Tax authorities on Thursday searched the Tokyo headquarters of the nation's largest labor union over allegations it used a dummy insurance agency to secure slush funds and failed to declare taxes.

According to officials of the All Japan Prefectural and Municipal Workers' Union (Jichiro), an insurance agency set up to handle long-term mutual aid policies on behalf of the union's headquarters received some 300 million yen in commissions from a life insurance company for nine years up to 1998. The insurance agency was liquidated in January 1999 after its shady accounting came to light, sources close to the case said.

Of that amount, Jichiro headquarters received roughly 80 million yen. However, 60 million yen of this amount did not appear in accounting records, and no taxes were declared on the money, which tax officials have determined to be income from the activities of the union's profit-making business. The union is legally exempt from paying taxes as a social corporation.

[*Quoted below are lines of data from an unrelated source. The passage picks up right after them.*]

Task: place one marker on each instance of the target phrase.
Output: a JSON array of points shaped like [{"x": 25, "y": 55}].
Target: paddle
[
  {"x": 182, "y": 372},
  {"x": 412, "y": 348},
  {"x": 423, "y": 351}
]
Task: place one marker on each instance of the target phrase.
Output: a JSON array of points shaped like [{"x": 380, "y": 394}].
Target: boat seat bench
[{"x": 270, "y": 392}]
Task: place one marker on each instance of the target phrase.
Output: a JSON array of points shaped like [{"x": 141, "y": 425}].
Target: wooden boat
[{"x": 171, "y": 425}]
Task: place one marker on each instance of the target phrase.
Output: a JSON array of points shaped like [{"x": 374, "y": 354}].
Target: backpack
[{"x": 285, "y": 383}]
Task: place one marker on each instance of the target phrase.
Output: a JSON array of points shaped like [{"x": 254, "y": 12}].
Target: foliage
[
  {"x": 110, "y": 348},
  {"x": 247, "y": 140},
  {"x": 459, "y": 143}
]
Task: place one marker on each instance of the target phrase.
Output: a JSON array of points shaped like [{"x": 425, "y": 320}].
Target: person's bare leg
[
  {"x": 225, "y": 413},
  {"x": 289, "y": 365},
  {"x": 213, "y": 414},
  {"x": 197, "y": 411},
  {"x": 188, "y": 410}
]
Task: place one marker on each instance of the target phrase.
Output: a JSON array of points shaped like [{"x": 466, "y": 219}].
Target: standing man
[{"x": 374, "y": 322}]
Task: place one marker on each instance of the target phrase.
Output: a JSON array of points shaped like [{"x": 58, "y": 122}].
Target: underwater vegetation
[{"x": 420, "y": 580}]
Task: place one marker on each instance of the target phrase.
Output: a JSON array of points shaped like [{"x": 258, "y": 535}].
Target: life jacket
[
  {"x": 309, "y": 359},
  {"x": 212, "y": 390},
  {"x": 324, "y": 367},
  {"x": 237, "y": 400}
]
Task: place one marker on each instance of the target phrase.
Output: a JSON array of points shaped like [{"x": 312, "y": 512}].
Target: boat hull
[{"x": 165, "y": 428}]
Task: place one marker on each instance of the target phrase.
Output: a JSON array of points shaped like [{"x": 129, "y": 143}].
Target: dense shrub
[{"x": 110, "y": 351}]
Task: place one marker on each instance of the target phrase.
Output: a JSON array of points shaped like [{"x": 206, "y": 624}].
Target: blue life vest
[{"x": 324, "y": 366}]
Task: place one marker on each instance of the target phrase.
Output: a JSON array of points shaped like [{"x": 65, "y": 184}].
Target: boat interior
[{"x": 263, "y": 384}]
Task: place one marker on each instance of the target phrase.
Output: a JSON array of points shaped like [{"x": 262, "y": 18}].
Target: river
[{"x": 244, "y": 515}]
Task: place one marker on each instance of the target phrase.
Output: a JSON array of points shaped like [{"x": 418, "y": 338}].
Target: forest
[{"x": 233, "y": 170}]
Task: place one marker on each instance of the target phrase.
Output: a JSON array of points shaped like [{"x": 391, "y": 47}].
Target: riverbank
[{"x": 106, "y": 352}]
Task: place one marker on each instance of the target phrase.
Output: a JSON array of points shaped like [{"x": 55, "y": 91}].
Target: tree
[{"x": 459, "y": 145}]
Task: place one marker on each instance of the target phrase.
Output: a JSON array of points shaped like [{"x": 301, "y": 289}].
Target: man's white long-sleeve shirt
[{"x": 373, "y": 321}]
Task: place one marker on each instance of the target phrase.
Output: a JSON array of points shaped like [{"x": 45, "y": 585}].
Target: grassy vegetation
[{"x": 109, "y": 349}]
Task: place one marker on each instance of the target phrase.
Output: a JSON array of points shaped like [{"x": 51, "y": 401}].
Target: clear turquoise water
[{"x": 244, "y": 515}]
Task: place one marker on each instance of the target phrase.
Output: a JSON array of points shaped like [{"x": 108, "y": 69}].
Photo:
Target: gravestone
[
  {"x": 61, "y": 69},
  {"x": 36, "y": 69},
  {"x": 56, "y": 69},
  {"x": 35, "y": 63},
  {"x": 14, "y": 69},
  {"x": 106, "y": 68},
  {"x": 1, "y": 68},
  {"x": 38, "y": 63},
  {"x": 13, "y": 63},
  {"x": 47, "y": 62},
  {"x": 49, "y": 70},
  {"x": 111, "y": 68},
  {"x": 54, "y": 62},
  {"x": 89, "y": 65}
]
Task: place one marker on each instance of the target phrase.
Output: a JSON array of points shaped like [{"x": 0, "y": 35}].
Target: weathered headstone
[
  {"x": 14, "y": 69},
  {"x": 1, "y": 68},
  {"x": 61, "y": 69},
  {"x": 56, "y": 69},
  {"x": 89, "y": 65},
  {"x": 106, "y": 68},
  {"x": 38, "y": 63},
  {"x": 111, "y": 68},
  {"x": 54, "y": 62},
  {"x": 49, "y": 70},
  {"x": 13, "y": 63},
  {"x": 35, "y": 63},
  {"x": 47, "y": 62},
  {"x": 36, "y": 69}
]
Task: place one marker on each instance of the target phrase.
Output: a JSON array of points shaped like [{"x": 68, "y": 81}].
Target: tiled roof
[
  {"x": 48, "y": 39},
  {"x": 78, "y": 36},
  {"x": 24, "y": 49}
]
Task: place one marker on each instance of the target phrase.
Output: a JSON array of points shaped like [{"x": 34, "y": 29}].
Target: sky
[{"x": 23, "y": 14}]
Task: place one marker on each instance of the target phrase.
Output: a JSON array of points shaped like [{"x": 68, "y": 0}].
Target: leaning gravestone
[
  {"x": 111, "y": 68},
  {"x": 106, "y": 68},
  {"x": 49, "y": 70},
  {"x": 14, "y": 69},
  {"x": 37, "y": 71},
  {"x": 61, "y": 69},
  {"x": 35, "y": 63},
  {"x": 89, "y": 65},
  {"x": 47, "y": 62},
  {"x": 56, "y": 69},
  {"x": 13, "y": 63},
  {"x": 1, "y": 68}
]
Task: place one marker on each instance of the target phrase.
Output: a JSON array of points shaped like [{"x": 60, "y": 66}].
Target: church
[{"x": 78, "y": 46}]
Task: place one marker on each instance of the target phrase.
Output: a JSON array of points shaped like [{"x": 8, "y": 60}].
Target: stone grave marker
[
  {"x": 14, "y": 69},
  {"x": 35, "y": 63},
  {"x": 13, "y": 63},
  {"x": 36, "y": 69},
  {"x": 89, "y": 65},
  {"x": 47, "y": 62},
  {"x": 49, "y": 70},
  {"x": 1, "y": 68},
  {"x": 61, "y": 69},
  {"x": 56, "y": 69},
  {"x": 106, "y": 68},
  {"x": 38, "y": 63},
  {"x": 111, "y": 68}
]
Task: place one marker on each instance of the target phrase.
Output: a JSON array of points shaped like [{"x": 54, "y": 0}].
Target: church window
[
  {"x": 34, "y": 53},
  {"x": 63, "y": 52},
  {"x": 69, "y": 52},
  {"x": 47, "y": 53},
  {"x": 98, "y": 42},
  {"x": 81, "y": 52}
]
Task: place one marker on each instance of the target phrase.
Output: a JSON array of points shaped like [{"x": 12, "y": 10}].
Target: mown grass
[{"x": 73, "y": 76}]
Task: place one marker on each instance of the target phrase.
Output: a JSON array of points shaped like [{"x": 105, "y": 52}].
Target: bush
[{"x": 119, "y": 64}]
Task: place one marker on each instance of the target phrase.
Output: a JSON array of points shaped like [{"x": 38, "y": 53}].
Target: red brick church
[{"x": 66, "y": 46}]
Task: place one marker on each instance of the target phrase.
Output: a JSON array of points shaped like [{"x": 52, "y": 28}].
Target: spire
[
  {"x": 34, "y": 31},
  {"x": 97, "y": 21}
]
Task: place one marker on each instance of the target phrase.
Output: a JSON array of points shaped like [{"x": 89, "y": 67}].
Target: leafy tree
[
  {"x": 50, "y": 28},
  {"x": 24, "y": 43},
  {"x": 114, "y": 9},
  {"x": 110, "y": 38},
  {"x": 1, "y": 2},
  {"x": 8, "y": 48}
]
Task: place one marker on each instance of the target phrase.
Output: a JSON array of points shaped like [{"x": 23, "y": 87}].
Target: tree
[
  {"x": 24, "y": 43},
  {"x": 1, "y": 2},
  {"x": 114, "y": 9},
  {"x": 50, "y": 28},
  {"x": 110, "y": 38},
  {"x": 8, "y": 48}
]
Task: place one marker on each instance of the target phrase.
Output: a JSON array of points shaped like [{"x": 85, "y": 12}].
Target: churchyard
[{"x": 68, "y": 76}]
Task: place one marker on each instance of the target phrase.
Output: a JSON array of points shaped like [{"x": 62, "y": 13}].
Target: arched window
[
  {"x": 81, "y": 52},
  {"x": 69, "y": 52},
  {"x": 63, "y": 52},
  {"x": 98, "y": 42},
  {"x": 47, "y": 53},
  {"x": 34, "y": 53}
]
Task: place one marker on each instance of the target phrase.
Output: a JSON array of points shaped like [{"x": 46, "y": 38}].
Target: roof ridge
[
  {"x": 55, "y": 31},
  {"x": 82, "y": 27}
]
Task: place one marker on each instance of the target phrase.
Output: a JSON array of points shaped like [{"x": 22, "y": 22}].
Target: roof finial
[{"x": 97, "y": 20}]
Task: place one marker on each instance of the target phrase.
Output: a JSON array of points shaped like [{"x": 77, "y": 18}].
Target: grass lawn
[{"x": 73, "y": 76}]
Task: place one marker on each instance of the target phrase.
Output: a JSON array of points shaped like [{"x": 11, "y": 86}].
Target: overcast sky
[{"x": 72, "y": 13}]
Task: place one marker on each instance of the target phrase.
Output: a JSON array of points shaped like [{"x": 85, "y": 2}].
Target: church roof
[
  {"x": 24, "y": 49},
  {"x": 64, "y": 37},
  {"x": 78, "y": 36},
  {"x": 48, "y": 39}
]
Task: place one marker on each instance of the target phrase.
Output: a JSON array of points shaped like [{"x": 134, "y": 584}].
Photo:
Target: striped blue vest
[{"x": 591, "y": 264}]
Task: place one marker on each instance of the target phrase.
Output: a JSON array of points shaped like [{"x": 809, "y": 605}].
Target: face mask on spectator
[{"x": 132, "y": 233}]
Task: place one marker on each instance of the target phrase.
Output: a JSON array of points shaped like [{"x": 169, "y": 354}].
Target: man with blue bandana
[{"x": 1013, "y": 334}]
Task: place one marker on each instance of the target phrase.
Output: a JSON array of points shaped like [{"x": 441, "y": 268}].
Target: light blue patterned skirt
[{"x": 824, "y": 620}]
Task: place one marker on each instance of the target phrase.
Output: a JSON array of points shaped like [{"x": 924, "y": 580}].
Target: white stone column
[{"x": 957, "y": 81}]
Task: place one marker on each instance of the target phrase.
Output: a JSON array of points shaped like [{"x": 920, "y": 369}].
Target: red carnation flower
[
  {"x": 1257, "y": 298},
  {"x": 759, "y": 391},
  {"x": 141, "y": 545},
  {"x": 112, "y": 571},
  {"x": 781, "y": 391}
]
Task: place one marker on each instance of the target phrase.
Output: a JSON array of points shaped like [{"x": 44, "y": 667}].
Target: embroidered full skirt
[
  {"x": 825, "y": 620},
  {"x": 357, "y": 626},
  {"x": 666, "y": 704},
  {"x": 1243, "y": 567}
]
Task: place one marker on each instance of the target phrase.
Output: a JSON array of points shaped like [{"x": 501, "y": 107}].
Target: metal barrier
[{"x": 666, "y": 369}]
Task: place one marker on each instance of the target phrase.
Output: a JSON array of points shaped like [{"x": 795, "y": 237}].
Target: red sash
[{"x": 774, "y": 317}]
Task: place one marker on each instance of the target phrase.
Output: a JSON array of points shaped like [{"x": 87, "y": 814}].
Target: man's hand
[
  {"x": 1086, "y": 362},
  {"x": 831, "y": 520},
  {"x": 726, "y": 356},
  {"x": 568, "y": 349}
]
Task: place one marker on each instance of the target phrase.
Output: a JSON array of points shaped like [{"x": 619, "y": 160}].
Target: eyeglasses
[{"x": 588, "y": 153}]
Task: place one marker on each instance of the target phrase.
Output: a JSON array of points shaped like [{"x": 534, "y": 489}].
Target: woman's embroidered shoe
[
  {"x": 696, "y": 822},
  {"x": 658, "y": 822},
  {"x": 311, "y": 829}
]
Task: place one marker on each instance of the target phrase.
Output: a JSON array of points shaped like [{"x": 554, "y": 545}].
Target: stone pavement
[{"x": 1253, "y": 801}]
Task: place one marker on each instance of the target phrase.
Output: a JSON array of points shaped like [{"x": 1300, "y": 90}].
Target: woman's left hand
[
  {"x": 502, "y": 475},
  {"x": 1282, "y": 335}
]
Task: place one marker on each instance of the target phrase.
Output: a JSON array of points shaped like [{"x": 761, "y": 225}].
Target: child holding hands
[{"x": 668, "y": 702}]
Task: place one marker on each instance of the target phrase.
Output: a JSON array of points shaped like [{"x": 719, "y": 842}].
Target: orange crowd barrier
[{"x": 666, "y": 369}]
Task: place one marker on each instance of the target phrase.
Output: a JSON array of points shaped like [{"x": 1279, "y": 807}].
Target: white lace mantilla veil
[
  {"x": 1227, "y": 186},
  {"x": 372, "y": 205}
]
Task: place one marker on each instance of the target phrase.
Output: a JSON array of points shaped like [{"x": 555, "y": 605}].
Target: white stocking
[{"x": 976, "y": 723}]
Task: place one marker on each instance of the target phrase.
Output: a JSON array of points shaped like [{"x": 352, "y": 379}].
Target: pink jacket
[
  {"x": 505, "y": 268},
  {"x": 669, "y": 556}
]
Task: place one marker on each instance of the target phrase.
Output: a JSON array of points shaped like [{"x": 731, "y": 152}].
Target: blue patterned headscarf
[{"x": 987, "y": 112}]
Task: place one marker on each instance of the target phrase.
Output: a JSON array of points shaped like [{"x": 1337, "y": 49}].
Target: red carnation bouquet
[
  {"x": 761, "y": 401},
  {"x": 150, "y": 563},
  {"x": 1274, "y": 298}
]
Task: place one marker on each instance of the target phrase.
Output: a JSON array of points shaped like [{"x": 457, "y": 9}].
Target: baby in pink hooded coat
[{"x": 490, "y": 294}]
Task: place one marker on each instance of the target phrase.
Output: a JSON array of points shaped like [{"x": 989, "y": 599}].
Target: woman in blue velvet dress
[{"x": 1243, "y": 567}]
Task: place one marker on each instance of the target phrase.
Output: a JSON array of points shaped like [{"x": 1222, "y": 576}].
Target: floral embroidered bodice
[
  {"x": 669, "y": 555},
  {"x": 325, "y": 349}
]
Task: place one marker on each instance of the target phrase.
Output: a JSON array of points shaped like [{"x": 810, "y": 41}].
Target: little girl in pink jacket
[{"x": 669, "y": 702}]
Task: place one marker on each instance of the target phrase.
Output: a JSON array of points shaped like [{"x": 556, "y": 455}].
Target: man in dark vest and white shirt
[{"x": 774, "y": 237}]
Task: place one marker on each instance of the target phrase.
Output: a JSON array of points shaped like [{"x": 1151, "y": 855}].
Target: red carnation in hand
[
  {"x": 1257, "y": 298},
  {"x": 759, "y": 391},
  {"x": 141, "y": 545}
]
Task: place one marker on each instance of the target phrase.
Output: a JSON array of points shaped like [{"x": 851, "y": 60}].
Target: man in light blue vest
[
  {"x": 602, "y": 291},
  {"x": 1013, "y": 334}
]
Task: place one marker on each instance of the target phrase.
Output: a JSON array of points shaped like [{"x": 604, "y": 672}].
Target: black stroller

How the remaining 220 million yen was spent remains a mystery, and sources close to the investigation said prosecutors suspect that senior Jichiro officials were involved in covering up the use of the money.

Tax officials also searched the main office of the union's mutual aid organization located nearby.

Also on Thursday, special investigators of the Tokyo District Public Prosecutor's Office searched Jichiro's headquarters in connection with an embezzlement case involving an affiliate firm.

Three men, including two senior officials of UBC Corp., a data-processing firm linked to the union, were arrested Wednesday on suspicion of embezzling some 38 million yen.